Record snowfall in Raleigh – State of Emergency declared

“The roads look like they do near the Canadian border with a solid freeze,” says reader.

17 Jan 2018 – A record 5 inches (12.7 cm) of snow fell at Raleigh-Durham International Airport, North Carolina, today, breaking the old record of 4 inches set in 1946.

Some areas reported up to a foot (30 cm) of snow, with more still coming down.

North Durham is reporting 9.4″ of snow, Carrboro 5.5″ and 3.3″ in Cary. Those amounts are expected to increase as snow continues to fall.

Governor Cooper issued a State of Emergency ahead of the winter weather yesterday afternoon.

Because the snowfall is continuing, the National Weather Service has extended a Winter Storm Warning for much of the area until 1 a.m. Thursday.

Some areas could see as much as 6 to 10 inches of snow (or even more) and forecasters are warning conditions will worsen into the night as temperatures drop.

The temperature in Raleigh is 25F (-3.9C) as I write this. (Midnight EST)

http://abc11.com/weather/some-areas-could-see-10+-inches-of-snow/2942509/

Thanks to Ryan for this link

“23 degrees F in Atlanta before sunset, and the roads look like they do near the Canadian border with a solid freeze,” says Ryan. “That’s like average winter temperature at altitude in the Rocky Mountains mid winter. Wind chill warnings on entire peninsula of Florida. I’d imagine they have a different standard, maybe not, still chilly even there nonetheless and not good for oranges, presumably.”


2 thoughts on “Record snowfall in Raleigh – State of Emergency declared”

  1. I lived in Raleigh for a year… and never heard the end of talk about an ice storm they had 2 years before. People getting trapped in it on their way home from work, where normally it woudl take 1/2 hour to drive… some took 6 or more hours to get home.

    Also, it probaby sounds super whimpy to someone who lives in the North… that they complain about as “little” as 3 inches of snow, but without a lot of snow reliable equpment (or with equipment but without the budget to use it)… the roads are a lot more hazardous. I’ve seen much better roads after a blizzard with 3-4 feet in Maine, NH, and Utah … than I have down in Virginia with just a few inches.
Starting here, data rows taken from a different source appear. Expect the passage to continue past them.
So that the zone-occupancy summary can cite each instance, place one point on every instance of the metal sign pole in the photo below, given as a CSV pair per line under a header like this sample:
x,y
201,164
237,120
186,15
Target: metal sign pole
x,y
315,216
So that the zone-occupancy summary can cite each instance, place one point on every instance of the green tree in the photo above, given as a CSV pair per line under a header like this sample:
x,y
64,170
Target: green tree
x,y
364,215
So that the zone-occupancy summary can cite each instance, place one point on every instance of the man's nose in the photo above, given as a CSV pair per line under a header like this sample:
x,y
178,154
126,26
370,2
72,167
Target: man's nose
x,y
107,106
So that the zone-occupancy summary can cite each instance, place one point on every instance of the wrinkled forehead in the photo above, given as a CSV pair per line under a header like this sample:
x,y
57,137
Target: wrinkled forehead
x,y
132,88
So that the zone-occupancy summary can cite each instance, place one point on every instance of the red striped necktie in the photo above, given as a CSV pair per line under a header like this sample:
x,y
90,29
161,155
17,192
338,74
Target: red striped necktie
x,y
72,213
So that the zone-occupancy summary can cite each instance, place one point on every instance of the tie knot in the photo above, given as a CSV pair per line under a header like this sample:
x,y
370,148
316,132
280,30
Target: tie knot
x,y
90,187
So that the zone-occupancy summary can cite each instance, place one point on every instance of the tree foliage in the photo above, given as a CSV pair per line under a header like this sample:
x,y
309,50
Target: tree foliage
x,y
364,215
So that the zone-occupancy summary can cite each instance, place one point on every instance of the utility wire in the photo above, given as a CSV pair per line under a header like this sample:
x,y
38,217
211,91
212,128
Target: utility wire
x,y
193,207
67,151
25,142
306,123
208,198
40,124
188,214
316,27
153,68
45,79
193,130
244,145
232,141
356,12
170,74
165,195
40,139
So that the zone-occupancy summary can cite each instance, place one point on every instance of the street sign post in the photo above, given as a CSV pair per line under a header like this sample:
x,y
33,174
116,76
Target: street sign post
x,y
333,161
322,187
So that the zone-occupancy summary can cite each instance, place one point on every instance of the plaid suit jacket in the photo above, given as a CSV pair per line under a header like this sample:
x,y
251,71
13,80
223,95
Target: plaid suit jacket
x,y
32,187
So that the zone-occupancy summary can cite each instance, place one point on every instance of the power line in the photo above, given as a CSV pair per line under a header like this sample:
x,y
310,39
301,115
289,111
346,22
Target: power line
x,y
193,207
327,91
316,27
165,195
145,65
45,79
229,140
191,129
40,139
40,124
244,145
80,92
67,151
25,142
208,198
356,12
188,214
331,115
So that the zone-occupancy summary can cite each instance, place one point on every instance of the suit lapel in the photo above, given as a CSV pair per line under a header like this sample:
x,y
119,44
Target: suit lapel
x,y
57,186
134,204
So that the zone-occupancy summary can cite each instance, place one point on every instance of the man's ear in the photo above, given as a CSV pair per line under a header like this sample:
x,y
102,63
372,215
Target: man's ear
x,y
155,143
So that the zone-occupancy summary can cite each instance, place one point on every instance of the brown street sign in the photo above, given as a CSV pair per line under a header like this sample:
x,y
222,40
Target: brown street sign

Entirely due to no way to clear the roads (other than some major roads and the interstate)…. and all rural and residential roads they just wait for it to “melt” .

    Right now I’m sitting in the house looking at my “winter wonderland” (sarc) of about 3-6 inches, but know I will be trapped for another day or two… even though it is suppoed to get to a high of 51 F tomorrow… might not be enough to thaw it all with “melting” (due to drifts at the side of my house where the door and my car are)… and no salt, sand or plowing roads out my way… but lots of pine trees near the road so even when it gets warm, takes a while longer than expected to melt.